Background technology
The mankind, birth and old age, sickness and death are a kind of natural laws, along with wearing out of human body cell, the regeneration function of its cell will be lost gradually, human body enters aging period, and the intravital various cellular degenerations of people are had an operation as the old man and to be recovered to want the slow well evidence that is mostly more than the adolescent.The aging of people mainly shows on the cell senescence and deterioration of various internal organs, thereby in recent years, the medical expert of countries in the world is attempting to study relevant " the long-lived medicine " that increases man's lifespan.So-called long-lived medicine is exactly nothing but that this medicine can promote functions such as the enhancing of the regeneration of human body cell and repair ability and improvement.Yet the file that yet there are no similar contents such as " long-lived medicines " is published.On the other hand, even if the someone does not also enter old age, but still will there be its situation about can not normally repair of necrosis of human cell tissue in the part of its human body, as cervical spondylosis patient or prolapse of lumbar intervertebral disc patient or the like.These patients are in the majority with the older, degeneration, atrophy, downright bad cell fibrosis tissue existence mainly still because taken place in the mechanism of its morbidity in the part of its human body, conventional treatment method is exactly an excision, again plantation tissue or transplanting are corresponding then organizes, this therapeutic method of surgery is passive, and do not have the positive therapeutic effect, and it can only be treated devastatingly, and its effect is not desirable.Also have a kind of collagenase or collagen protein of using to treat, but collagenase and collagen protein only have dissolution to the fibrosis tissue of necrosis, but do not have the pair cell tissue regeneration to be arranged, effect such as repair and mould again again, thereby in fact they do not have any good therapeutic effect.
Summary of the invention
The object of the present invention is to provide and a kind of human body cell is had the adjusting and controlling growth effect, strengthen the n cell growth regulatory factor A and the preparation method of functions such as the regeneration of inside of human body cell tissue, reparation, contain natural gene, the ornithine that extracts in Gram-positive, negative cocci or the bacillus among this n cell growth regulatory factor A, and the configurable ornithine that has more than the 1 μ g of 1 μ g gene.
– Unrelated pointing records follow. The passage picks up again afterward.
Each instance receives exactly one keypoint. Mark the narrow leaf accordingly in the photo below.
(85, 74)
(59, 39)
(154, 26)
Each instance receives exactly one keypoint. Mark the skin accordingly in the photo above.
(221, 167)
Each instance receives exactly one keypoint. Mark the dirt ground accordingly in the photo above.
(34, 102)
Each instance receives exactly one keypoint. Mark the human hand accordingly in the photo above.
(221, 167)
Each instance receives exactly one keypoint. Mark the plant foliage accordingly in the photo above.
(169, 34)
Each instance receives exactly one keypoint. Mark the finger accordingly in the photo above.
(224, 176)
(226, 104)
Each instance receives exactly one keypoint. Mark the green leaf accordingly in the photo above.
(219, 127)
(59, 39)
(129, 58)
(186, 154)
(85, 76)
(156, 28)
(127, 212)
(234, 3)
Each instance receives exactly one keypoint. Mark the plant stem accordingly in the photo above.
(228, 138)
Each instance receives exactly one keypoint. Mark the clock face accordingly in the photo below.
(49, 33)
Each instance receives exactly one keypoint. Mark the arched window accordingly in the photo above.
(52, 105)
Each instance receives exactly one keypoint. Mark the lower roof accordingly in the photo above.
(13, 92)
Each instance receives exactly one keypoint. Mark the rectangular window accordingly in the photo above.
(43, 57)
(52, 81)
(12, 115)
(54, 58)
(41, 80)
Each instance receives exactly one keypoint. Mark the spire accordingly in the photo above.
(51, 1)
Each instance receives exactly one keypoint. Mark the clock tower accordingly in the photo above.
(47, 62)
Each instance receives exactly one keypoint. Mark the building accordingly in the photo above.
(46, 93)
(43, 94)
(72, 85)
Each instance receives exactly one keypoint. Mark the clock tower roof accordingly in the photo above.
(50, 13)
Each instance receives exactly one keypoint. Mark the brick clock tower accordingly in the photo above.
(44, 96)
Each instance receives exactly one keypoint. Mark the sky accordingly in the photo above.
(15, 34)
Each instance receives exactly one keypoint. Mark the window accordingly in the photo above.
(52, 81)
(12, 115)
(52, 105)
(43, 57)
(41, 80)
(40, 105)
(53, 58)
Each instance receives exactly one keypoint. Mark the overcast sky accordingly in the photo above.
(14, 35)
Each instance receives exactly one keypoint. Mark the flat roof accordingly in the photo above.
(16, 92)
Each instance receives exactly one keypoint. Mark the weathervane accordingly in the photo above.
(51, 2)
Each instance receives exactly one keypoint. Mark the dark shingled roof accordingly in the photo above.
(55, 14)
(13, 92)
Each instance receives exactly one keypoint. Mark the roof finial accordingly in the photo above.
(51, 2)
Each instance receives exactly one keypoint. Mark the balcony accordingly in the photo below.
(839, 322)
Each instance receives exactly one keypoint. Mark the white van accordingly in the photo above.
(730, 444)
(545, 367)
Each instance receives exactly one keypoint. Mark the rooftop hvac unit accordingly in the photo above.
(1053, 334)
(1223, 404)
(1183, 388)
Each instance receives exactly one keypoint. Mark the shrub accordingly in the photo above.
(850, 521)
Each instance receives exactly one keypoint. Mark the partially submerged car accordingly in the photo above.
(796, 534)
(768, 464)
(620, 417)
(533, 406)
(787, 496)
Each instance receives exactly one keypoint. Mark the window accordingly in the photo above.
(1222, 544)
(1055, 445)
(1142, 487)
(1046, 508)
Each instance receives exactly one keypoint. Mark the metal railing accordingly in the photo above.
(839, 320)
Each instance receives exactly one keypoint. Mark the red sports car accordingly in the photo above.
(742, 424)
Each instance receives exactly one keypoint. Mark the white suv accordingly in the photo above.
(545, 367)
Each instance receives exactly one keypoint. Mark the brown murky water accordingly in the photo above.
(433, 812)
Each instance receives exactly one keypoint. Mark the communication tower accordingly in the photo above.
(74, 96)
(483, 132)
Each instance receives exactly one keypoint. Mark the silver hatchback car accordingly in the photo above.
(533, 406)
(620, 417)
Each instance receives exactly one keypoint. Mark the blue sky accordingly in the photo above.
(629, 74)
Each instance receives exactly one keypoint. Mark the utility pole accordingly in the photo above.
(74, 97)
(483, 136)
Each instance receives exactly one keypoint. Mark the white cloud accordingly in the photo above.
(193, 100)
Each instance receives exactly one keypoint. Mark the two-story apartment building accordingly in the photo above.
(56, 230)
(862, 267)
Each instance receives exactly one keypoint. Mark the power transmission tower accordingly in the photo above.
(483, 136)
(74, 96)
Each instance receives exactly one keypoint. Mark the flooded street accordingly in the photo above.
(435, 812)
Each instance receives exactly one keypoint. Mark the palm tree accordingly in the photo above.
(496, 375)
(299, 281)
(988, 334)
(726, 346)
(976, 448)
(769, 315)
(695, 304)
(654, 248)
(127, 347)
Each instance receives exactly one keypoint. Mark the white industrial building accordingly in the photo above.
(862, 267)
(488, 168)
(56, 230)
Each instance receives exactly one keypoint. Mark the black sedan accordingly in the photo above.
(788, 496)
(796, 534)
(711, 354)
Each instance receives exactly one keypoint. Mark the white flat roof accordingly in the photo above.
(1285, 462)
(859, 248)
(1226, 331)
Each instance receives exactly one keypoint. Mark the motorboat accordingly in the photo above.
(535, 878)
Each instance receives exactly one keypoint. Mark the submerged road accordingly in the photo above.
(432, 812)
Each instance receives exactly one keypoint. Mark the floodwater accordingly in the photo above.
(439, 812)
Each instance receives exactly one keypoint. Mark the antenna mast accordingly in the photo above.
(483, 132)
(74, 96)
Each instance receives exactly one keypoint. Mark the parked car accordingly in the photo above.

1 μ g gene disposes the ornithine of 1 μ g-500mg among the described n cell growth regulatory factor A.
1 μ g gene disposes the ornithine of 1-200mg among the described n cell growth regulatory factor A.
A kind of method of producing n cell growth regulatory factor A, it is earlier Gram-positive, negative cocci or bacillus to be screened and the freezing bacterial strain, with bacterial strain conventional cultivation under 4-38 ℃ of temperature, and after at least once removing by filter harmful bacteria, stay useful bacterial chip and promptly extract natural gene, in natural gene, quantitatively add ornithine, after safety detection, water preparation closes to seal and forms under the GMP standard.
Described bacterial strain is conventional the cultivation under 10-35 ℃ of temperature, and stays useful bacterial chip promptly extract natural gene after secondary filter is removed harmful bacteria at least.
The present invention is by screening Gram-positive, negative cocci or bacillus, through cultivating, filter removal impurity and harmful substance, as the thalline that causes a disease, useful bacterial chip---the natural gene that extraction stays, so-called natural gene is meant that filtrate such as useful bacterial chip do not change its molecular structure and chemical physical property, thereby be natural, institute's tht gene is meant that useful bacterial chip is a kind of little thalline measurement unit; This useful gene pairs human body cell has the adjusting and controlling growth effect, groups of cells to necrosis is woven with reparation and shaping action more again, after itself and ornithine be mixed and made into n cell growth regulatory factor A, both have synergism, its effect will be more obvious, have and better impel body to activate raise immunity, TC is strengthened, and make the aging of cervical vertebra lumbar intervertebral disc, downright bad, degeneration, atrophy, Fibrotic histiocyte is repaired again, mould again, blood capillary regeneration, grow again, recover one's youthful vigour thereby play intervertebral disc, slow down aging, thus make multiple neck, prolapse of lumbar intervertebral disc, degeneration is repaired again, the effect of moulding again.Described useful bacterial chip, its component comprise the genetic stew of thalline, the secretions of thalline and the culture medium complex of this thalline.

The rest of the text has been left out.